Androids and Iphones
I blew it.
I promised myself that I wouldn’t get into an argument with my Dad about politics but I failed.
It was a boring Friday night and he had asked me to help him set up his new continuous glucose monitor. I had put it off for several days, mostly because installing an app on his phone was part of the process. I usually consider myself decently tech savvy but he has an Android phone and I have an iPhone. Doing anything with his phone leaves me feeling less than intelligent. I had been sick all day but instead of waiting to tackle the task when I felt better, I gave into the pressure that only I was putting on myself to “get it done”.
Looking back I realize that the phone brought up some frustration and some reality.
My Dad and I are different
I think iPhones are easier to operate. He has chosen to use an Android.
I don’t get it. I have at least 10 reasons why his life would be easier if he would just switch to an Iphone and my reasons are valid. He could Facetime with his grandkids and I could easily teach him how to operate his phone without having to YouTube it. Life would be easier….for me. And yet, he’s 77 years old and he’s probably not going to switch phones anytime soon. (insert sigh).

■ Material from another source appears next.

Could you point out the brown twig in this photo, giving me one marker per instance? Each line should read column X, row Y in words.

As we were waiting for the app to download he said,
“I want to ask you one question.”
There it was. I knew what was coming. We had been here before and I knew how it would go.

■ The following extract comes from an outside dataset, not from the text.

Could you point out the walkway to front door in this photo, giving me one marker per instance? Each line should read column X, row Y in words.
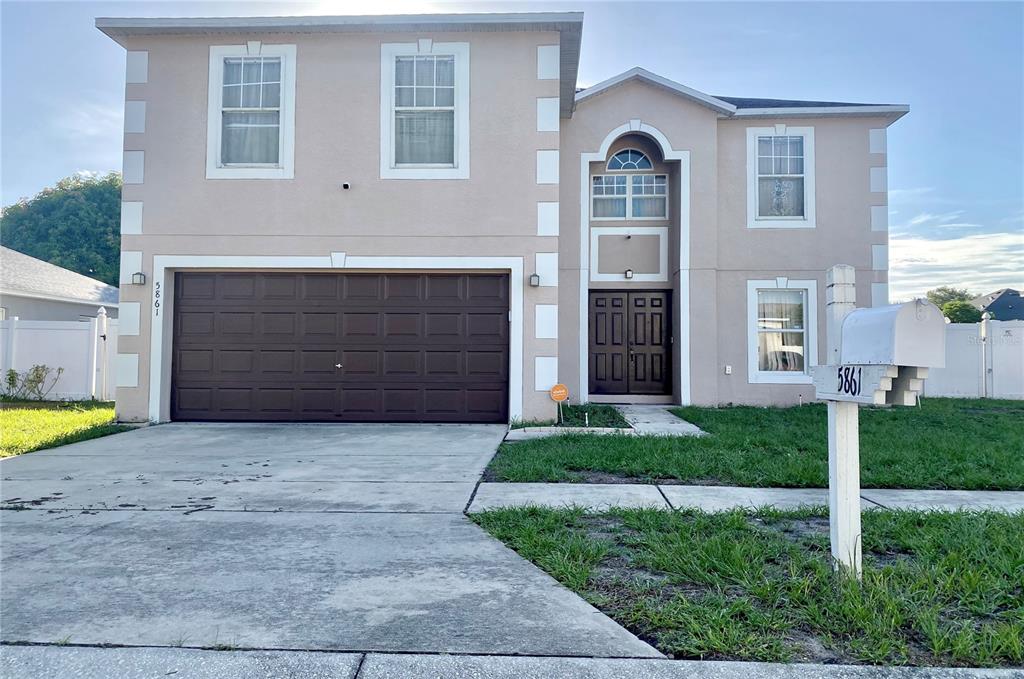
column 278, row 536
column 630, row 342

He would ask me if I knew XYZ about one of the Presidential Candidates and my Mom would chime in. Although there might be some truth to his statement, the underlying emotion would be fear. I would come back with something that I believed to be true and then he would come back with something to defend or refute it.

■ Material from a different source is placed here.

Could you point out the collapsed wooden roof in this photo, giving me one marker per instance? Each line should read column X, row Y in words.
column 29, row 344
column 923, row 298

I should have walked away but my desire to “get the thing done” (the glucose monitor) kept me from protecting our relationship. It got ugly. Voices were raised. I used some language I’ve never spoken in front of my parents and everyone’s blood pressure went up. I finally walked away, took some deep breaths, sent a text to a friend and calmed down.
When I returned to the living room full of shame, my Dad said,
“I love you Lisa and I think we should just be Dad & Daughter”
We both apologized and agreed to not talk politics for a while.
Later that night as I sat in my regret I realized a few things.
Both of us were passionate because we care about our people. We both shared concerns about the things we are seeing in the world and how they could affect my kids - his grandkids. Just like our phones, our views are different but at the root is concern for the people we love. This perspective helped me see my Dad in a different way. I mean, nothing either of us said changed our minds. In fact, we had already voted. However, seeing my Dad’s heart helped me see him in a different light.
Everyone knows that our country is divided and honestly, I don’t have to do life with people whose beliefs are so different than mine. I get to choose. Sometimes that means distancing myself from people and sometimes it means choosing to be in a relationship with people that I love - even if they use an Android phone and I use an Iphone. Sometimes protecting the relationship means I’ll keep using YouTube to learn how to help my Dad with his phone, and I’ll stay away from talking politics…..because my relationship with him is more important and it’s worth protecting.
What about you?
Are you feeling frustrated, wondering how in the world people can view things so differently?
Here are 3 tips for navigating relationships with people who have different political views:
1. Be Curious, Not Judgmental
Instead of trying to change their opinion, ask open-ended questions like, “What experiences shaped your views?” This helps you understand their perspective and can build mutual respect. I wish I would have spent more time asking my Dad about his fears.
2. Find Common Ground and Shared Values
Even with different political views, most people share common desires—like wanting security, happiness, and meaningful connections. Focus on areas where your values align (e.g., caring about family, community, or well-being) to strengthen the relationship. Next time I’ll try to affirm my Dad’s heart.
3. Set Boundaries and Know When to Step Back
If conversations become heated or unproductive, it’s okay to set limits: “I’d rather not discuss politics—let’s focus on things we both enjoy.” Always remember, it’s okay to walk away. In some cases you may need to distance yourself from someone.
I don’t think the division will change anytime soon but I hope these strategies will help you keep the focus on what matters most—your relationship beyond politics.